Source: Click to open the link
Scenario:
Recently, a DB Server occasionally experienced CPU alarms. My mail alarm threshold (please read y threshold) is set to 15%. It didn't take the case at the beginning. I thought it was a statistical query, later, it became more and more frequent.
Exploration:
I decided to check what the fault was. The Troubleshooting sequence is as follows:
1. First enable Cacti monitoring and find that the CPU average has suddenly increased after a certain day, and the System \ Processor Queue Length and sqlservr \ % ProcessorTime are also significantly changing.
2. Starting from the inefficient SQL statement which is the easiest way to start, do you have made any changes to your business recently? Connect to the SQL instance, open the activity monitor, expand the "query that consumes a large amount of resources recently", and run the CPU time in reverse order. No real-time resource-consuming query is found here. In my personal experience, if the value here is 4 digits and the number of execution times in a minute is 3 digits, the average server CPU is more than 10%. If the cpu time is 5 digits, in addition, the number of executions within a minute is also high. If the number of executions exceeds several hundred times, the CPU is generally not relaxed. The image is for demonstration only.
3. There is no resource-consuming SQL statement, which is the most undesirable result of DBA, because perhaps the SQL Server is under pressure from internal or external sources, so that I spent too much time dealing with the communication with the operating system. The vast majority of non-query inefficient performance problems in SQL Server come from memory or hard disks, and sometimes the two need to study and compare baselines at the same time to determine who is the cause and who is the result. Here, we first check the memory usage of SQL Server. When the performance counter is turned on, my friends and I are stunned ...... A database with 64 GB memory is installed. The TargetMemory of SQL Server is only over 500 mb! Among them, StolenPage also occupies more than 200 MB, and the database DataPage only has more than 200 MB of memory for use. Oh, Shit! Although I do not want to use the word "Where are I going", but "Where is my memory?" At the same time, we also noticed that the PageLifeExpectancy value is only 26 (a server with sufficient memory, this value should be at least W ), the "Cache Hit Ration" We talked about a long time ago still maintains a relatively high level of 98! This case tells us that the performance counter of the cache hit rate cannot be explained in many cases.
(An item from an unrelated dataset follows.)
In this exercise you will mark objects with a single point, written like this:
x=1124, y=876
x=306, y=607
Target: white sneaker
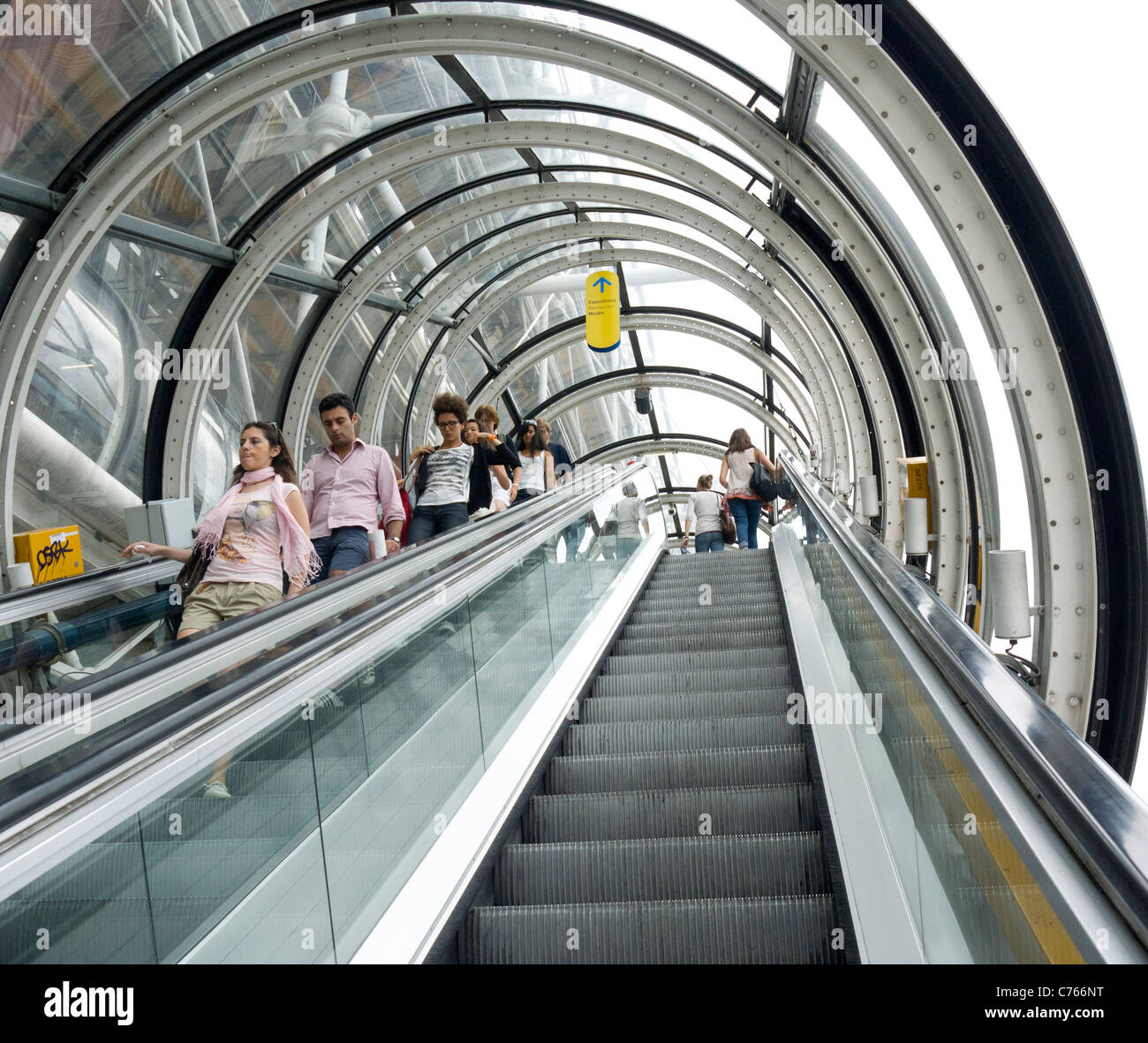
x=328, y=698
4. OK. In this case, who occupies the memory that should have belonged to my dear SQL Server? We will continue to go to The wiindowstask Management page, select a route lag card, and click it to show all user flows. We will find that svchost.exe occupies the vast majority of 60 GB of memory!
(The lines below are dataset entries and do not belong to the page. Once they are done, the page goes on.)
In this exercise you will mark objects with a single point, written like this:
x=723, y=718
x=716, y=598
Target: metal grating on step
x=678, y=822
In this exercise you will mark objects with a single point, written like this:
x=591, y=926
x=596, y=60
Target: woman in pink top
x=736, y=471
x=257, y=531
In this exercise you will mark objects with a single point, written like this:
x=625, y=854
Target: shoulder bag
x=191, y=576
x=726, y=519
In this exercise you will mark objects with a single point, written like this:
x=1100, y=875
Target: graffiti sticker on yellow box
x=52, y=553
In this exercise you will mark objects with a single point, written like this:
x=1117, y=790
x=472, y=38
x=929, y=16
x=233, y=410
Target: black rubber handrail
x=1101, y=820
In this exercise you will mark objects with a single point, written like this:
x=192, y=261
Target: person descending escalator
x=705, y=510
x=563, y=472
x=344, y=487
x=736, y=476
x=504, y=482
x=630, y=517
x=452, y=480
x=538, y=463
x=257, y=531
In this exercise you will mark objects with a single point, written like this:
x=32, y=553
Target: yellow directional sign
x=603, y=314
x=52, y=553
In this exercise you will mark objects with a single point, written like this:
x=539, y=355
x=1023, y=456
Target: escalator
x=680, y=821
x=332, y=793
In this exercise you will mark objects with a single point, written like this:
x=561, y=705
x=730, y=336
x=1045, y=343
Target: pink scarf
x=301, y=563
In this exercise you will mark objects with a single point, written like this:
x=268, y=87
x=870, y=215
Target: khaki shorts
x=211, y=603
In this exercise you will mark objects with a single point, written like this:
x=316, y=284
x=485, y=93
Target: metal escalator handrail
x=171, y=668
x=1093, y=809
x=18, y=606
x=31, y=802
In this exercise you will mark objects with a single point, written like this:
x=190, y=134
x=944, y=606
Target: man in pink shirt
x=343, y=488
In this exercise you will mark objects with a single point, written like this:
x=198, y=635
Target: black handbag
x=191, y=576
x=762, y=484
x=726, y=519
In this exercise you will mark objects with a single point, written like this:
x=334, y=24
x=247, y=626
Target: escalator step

5. What is svchost.exe? The Remote Registry Service is displayed on the worker process.
6. Check that something has reached a certain level. Most of this is a windows memory leakage Bug. google keywords: windows server 2008 r2 remote registry memory leak
Sure enough: Assume that you query performance counters on a remote computer by using an application on a computer that is running Windows 7 or Windows Server 2008 R2. In this situation, the memory usage of the Remote Registry service on the local computer increases until the available memory is exhausted.
Solution:
1. Restart the server and install hotfix.
2. Because restarting the server will affect the business, I am trying to restart the RemoteRegistry Service. This bug should also be fixed in some fixed scenarios.
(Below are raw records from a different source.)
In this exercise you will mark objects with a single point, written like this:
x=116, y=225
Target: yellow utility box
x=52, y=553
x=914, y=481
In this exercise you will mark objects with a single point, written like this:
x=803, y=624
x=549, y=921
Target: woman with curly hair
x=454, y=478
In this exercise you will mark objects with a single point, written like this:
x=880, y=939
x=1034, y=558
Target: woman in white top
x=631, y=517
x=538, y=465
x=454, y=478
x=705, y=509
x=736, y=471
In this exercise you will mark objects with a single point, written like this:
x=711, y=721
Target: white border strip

Then, at the right time, I restarted the service. The TargetMemory of SQL Server was restored to over 60 GB, And the CPU was normal. So far, this problem has not occurred again.
Follow-up:
DBA's work is hard and hard to say, and it is easy to say. It is not enough to discover and solve problems. We also need to be aware of our shortcomings. In this case, I have not set up SQL Server Memory monitoring before, so I did not immediately find the severity of the illness. Fortunately, this Server does not undertake important services, otherwise the consequences will be unimaginable, it may have been a long time before the crash. The fear is that, if the crash occurs, the server will be restarted. At that time, we won't even have the first scene. When the leader asks, I should have scratched my head again.
After this event, I set up the SQL Server Memory monitoring. One day later, I found the same problem on one Server from the new monitoring data! I am glad that the server is not down, but that I am doing the right thing.
With a memory monitoring chart, we can see that after the service is restarted, the Total Pages of SQL Server has been rising and gradually stabilized, and Page life expectancy is also growing, I am glad that the CPU can also indicate that my illness has been eliminated.
Summary:
Before a performance problem occurs on the server, the majority of the problems occur in advance, especially Memory leakage, because the memory is squeezed a little bit, and the last limit is reached, SQL Server will suddenly Crash off, and then leave you with a dump, and Microsoft will laugh. Experienced doctors should see some clues from their daily back pain, and then further analyze and predict the occurrence of major diseases in advance. This is the value of DBA. This case tells me that only by focusing on the changes in the details of server exceptions can we prevent them from happening before they happen.